L’ambition d’Henri d’Orléans impliquait l’appui des meilleurs marchands et experts. Établi à Londres, Dominic Colnaghi (1790-1879) était doté d’une réputation amplement mérité de connaisseur indétrônable dans le domaine de l’estampe. Il avait facilité le voyage de Reiset à Twickenham, lieu de résidence du duc encore exilé. Le courtier lui cède pour 15 livres sterling le Paysage avec un moulin au centre qui s’avère être une vue de Dordrecht par Rembrandt. De Reiset, le prince acquiert le Paysage avec le Christ et la Samaritaine de Herman van Swanevelt (1603-1655) qui appartenait à la première génération de peintres néerlandais italianisants se partageant entre Rome, Paris et les Pays-Bas septentrionaux. L’amateur s’ouvrait avec une audace avant-gardiste à des artistes moins connus et même peu appréciés dans le cas des italianisants.
© musée Jacquemart-André
Entre 1858 et 1864, le duc d’Aumale procède à des achats systématiques de toutes les estampes, factures à l’appui, que lui prodigue Colnaghi. Ses deux dessins authentiques de Rembrandt sont acquis auprès de Colnaghi en 1861. Un autre marchand anglais devient son pourvoyeur, Holloway, grand spécialiste de l’estampe qui contribua également à conforter sa faveur pour les artistes du Nord.
L’art français s’était forgé avec l’Italie pour modèle.
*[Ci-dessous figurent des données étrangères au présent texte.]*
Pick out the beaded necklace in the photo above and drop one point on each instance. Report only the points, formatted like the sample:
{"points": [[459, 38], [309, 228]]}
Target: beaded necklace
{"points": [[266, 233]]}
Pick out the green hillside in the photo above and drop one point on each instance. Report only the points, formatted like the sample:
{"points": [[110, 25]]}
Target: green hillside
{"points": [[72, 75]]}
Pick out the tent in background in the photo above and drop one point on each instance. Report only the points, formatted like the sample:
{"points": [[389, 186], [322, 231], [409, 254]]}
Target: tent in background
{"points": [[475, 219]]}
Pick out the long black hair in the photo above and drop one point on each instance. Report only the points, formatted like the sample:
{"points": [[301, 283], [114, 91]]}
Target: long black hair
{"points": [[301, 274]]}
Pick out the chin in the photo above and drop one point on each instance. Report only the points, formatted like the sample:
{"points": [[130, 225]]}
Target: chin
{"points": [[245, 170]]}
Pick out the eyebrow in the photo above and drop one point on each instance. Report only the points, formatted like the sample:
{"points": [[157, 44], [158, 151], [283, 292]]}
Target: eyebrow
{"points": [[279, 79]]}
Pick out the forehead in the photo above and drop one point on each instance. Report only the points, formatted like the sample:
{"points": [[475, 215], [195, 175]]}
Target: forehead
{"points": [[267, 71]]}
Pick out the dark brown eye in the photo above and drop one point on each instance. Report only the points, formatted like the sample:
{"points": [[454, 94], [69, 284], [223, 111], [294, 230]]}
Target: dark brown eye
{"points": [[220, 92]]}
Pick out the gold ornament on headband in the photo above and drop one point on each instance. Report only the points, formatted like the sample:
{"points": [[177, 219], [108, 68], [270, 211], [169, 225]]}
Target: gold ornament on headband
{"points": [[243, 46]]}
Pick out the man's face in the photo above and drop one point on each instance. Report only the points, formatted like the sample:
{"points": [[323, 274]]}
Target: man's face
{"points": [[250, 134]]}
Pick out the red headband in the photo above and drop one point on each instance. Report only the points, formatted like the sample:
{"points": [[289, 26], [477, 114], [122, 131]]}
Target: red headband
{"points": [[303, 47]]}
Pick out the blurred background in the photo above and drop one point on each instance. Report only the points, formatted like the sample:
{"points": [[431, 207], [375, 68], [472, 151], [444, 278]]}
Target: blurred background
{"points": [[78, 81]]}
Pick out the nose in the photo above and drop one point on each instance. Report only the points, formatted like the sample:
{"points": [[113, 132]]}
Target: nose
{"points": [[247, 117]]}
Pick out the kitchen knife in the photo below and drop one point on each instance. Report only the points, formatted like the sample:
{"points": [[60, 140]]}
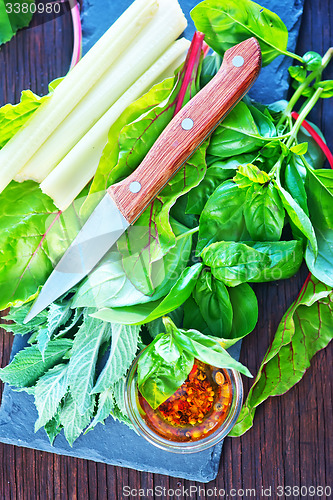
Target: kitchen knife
{"points": [[125, 201]]}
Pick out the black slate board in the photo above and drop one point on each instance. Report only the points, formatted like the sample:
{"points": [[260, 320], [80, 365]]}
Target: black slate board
{"points": [[114, 443]]}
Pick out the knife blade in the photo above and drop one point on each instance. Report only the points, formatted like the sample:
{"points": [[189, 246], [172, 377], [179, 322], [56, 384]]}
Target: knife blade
{"points": [[125, 201]]}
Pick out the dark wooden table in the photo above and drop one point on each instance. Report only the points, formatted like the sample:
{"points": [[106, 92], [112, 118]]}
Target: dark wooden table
{"points": [[290, 443]]}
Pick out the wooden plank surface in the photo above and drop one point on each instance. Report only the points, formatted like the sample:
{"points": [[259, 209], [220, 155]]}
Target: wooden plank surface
{"points": [[290, 443]]}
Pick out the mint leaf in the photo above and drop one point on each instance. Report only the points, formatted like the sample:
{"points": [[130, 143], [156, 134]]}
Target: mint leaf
{"points": [[72, 420], [104, 409], [123, 349], [82, 365], [49, 391], [28, 364]]}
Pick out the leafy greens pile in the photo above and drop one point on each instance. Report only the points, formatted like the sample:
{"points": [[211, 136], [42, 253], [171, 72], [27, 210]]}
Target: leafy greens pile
{"points": [[249, 205]]}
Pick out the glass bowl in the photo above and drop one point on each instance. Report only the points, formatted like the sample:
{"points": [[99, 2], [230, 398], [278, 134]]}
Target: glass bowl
{"points": [[192, 438]]}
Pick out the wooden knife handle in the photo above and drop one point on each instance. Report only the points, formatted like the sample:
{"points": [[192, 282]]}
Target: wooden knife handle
{"points": [[188, 129]]}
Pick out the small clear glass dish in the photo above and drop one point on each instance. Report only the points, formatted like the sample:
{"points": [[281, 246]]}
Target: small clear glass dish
{"points": [[214, 426]]}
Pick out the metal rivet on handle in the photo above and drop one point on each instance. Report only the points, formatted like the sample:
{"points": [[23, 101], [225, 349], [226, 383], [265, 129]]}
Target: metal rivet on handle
{"points": [[238, 61], [187, 124], [135, 187]]}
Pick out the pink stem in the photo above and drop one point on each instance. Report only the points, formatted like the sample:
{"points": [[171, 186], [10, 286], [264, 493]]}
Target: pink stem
{"points": [[317, 138], [325, 149], [192, 59], [205, 48], [77, 31]]}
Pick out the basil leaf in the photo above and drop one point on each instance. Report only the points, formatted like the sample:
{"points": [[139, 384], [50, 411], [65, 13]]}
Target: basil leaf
{"points": [[295, 186], [319, 187], [249, 174], [144, 313], [305, 328], [286, 259], [228, 22], [212, 297], [264, 213], [312, 60], [245, 311], [237, 134], [298, 216], [223, 216], [234, 263], [109, 286], [195, 343], [193, 316], [218, 172], [159, 376]]}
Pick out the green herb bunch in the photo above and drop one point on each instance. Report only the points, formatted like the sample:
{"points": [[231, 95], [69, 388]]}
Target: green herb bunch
{"points": [[250, 205]]}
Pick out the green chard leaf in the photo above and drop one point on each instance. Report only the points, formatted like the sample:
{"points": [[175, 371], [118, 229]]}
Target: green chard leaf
{"points": [[13, 17], [13, 117], [137, 128], [28, 365], [212, 298], [319, 188], [34, 234], [228, 22], [299, 149], [305, 328]]}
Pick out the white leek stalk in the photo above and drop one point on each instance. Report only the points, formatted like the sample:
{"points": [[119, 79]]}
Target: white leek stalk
{"points": [[73, 88], [68, 179], [168, 23]]}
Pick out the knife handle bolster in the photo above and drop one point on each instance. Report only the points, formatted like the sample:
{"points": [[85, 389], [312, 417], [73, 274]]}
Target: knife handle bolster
{"points": [[188, 129]]}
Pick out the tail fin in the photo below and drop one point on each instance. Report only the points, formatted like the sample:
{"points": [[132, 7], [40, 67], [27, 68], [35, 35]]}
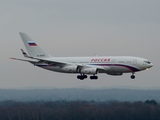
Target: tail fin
{"points": [[33, 49]]}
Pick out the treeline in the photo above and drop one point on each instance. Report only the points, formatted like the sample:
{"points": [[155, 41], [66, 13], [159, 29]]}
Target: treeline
{"points": [[79, 110]]}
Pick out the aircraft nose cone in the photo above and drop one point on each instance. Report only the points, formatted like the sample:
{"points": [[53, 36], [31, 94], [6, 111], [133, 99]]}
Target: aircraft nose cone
{"points": [[151, 65]]}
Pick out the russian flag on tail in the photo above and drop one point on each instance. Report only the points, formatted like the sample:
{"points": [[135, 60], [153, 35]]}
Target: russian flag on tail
{"points": [[32, 43]]}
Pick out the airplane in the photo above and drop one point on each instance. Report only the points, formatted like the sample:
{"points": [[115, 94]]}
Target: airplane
{"points": [[111, 65]]}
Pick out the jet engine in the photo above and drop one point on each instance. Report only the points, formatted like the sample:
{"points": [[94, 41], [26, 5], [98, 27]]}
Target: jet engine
{"points": [[71, 69], [89, 70]]}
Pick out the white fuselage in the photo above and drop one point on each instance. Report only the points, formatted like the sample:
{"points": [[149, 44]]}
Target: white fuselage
{"points": [[111, 64]]}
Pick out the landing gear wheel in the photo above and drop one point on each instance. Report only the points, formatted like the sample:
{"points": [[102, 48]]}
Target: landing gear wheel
{"points": [[132, 76], [93, 77], [81, 77]]}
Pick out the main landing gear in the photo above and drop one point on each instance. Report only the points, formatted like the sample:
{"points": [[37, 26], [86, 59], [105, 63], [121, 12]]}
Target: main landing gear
{"points": [[133, 76], [82, 77]]}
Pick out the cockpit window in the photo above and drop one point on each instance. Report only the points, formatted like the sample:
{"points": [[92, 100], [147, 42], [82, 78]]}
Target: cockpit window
{"points": [[147, 62]]}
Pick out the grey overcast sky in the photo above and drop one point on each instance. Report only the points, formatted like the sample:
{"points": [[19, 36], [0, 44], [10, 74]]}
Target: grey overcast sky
{"points": [[79, 28]]}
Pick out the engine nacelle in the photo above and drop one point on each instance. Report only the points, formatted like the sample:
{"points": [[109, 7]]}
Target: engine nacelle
{"points": [[89, 70], [71, 69]]}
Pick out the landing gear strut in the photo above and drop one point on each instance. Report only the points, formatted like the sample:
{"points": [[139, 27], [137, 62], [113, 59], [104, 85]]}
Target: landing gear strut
{"points": [[81, 77], [133, 76], [93, 77]]}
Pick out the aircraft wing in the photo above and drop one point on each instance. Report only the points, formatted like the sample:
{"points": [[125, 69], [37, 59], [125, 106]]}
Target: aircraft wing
{"points": [[23, 60]]}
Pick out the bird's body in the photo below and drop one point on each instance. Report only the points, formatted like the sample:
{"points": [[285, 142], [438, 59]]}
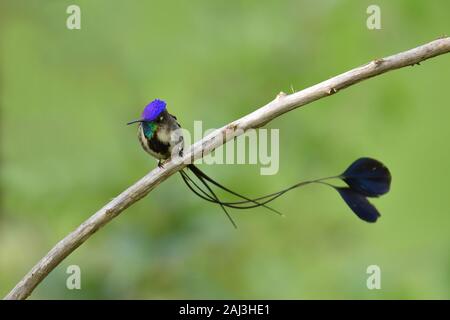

Pour autant, la présence et l’apport des Flamands en France ne cessera de croître, comme en attestent les collections d’Henri d’Orléans et celles, contemporaines, d’Edmond de Rothschild qui s’entiche de dessins et d’estampes de Rembrandt aussi souvent que les opportunités s’y prêtent. Cet engouement est un fait d’époque hérité de l’idéalisme romantique. Le sculpteur romantique Triqueti avait été, ne l’oublions pas, l’agent d’Henri d’Orléans. Il l’informa en 1860 de la vente Reiset. On percevait en Rembrandt un artiste maudit qui incarnait l’ancrage dans le génie. Son mythe sera amplifié par les romantiques.
Au moment où Henri d’Orléans commence à collectionner, la France est depuis le XVIIIe siècle le grand marché de l’estampe. Pour autant, on peut se prêter à imaginer qu’il a aussi contribué à façonner ce goût pérenne pour les Pays-Bas, renforçant ainsi un engouement que n’aurait pas désavoué Louis XIV et plusieurs générations d’amateurs. «Une de mes plus belles prérogatives de prince et d’homme riche est de pouvoir encourager les arts», écrivait Henri d’Orléans en 1846.